In plan-and-execute, precision means when the agent says it succeeded, it really did. High precision avoids false success claims, important in safety-critical tasks like robot surgery.

Recall means the agent finds all successful plans and executions. High recall ensures the agent does not miss opportunities to complete tasks, important in customer support bots that must solve all queries.

For example, a delivery robot with high precision but low recall might only deliver some packages but never claim false success. A robot with high recall but low precision might claim success often but sometimes fail deliveries, causing trust issues.

What "good" vs "bad" metric values look like for this use case

Good metrics: Precision and recall above 85% show the agent reliably plans and executes tasks correctly and reports success accurately.

Bad metrics: Precision below 70% means many false success claims, risking trust. Recall below 60% means many missed successful executions, reducing usefulness.

Also, a large gap between precision and recall indicates imbalance: either the agent is too cautious or too optimistic.

Common pitfalls in metrics for Plan-and-execute pattern
  • Accuracy paradox: High overall accuracy can hide poor execution if most tasks are easy or fail by default.
  • Data leakage: If the agent sees test tasks during training, metrics will be unrealistically high.
  • Overfitting: Agent may memorize plans for training tasks but fail new ones, causing low recall.
  • Ignoring execution errors: Only measuring plan quality without execution accuracy misses real-world failures.
Self-check question

Your plan-and-execute agent has 98% accuracy but only 12% recall on successful task completion.

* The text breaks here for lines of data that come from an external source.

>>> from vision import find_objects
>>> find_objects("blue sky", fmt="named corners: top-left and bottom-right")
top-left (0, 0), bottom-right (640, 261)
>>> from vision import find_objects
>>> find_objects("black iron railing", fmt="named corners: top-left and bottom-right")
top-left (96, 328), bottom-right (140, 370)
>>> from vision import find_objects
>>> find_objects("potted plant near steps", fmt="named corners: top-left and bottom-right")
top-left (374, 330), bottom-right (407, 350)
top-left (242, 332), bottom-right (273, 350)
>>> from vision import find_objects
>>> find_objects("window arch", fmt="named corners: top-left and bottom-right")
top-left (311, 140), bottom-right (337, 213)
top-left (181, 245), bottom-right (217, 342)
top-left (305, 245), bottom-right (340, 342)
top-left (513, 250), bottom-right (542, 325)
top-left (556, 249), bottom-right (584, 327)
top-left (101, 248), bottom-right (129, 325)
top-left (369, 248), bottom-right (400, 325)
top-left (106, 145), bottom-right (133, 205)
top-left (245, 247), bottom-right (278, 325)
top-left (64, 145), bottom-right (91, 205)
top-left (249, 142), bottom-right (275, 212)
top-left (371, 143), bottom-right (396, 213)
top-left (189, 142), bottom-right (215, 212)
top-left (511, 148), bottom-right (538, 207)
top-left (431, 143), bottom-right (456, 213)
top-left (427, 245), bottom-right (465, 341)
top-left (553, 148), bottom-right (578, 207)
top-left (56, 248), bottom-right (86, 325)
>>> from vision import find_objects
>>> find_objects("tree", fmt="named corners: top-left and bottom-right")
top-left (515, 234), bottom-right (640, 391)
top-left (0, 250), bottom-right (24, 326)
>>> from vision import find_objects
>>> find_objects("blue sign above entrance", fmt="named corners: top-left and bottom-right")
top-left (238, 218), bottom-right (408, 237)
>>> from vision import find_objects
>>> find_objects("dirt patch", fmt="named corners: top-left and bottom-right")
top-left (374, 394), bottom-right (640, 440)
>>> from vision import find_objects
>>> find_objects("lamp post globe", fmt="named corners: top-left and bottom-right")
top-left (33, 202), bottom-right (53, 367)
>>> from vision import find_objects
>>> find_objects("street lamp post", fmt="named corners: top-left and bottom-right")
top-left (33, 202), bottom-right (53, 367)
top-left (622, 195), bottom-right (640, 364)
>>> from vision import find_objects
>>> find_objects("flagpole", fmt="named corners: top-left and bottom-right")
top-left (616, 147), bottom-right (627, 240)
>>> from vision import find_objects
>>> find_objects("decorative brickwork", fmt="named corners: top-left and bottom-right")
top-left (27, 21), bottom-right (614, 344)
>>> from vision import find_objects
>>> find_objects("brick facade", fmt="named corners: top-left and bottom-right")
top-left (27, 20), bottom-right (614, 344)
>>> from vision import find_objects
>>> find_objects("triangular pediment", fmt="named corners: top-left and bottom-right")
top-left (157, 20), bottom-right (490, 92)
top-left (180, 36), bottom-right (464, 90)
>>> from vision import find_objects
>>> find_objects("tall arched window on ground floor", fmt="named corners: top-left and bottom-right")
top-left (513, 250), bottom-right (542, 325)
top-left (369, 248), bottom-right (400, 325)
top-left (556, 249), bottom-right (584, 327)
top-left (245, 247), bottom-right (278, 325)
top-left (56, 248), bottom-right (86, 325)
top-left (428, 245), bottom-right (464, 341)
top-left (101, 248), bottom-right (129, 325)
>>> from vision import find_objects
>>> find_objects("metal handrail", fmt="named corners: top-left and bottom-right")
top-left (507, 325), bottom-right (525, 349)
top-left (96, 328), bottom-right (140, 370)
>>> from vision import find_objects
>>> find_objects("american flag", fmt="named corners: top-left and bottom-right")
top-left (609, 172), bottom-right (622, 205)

Is it good for production? Why or why not?

Answer: No, it is not good. The high accuracy likely comes from many failed tasks correctly identified, but the very low recall means the agent misses almost all successful executions. It fails to complete tasks reliably, so it is not useful in real situations.

Key Result
Task success rate and execution accuracy (precision and recall) are key to evaluate plan-and-execute agents effectively.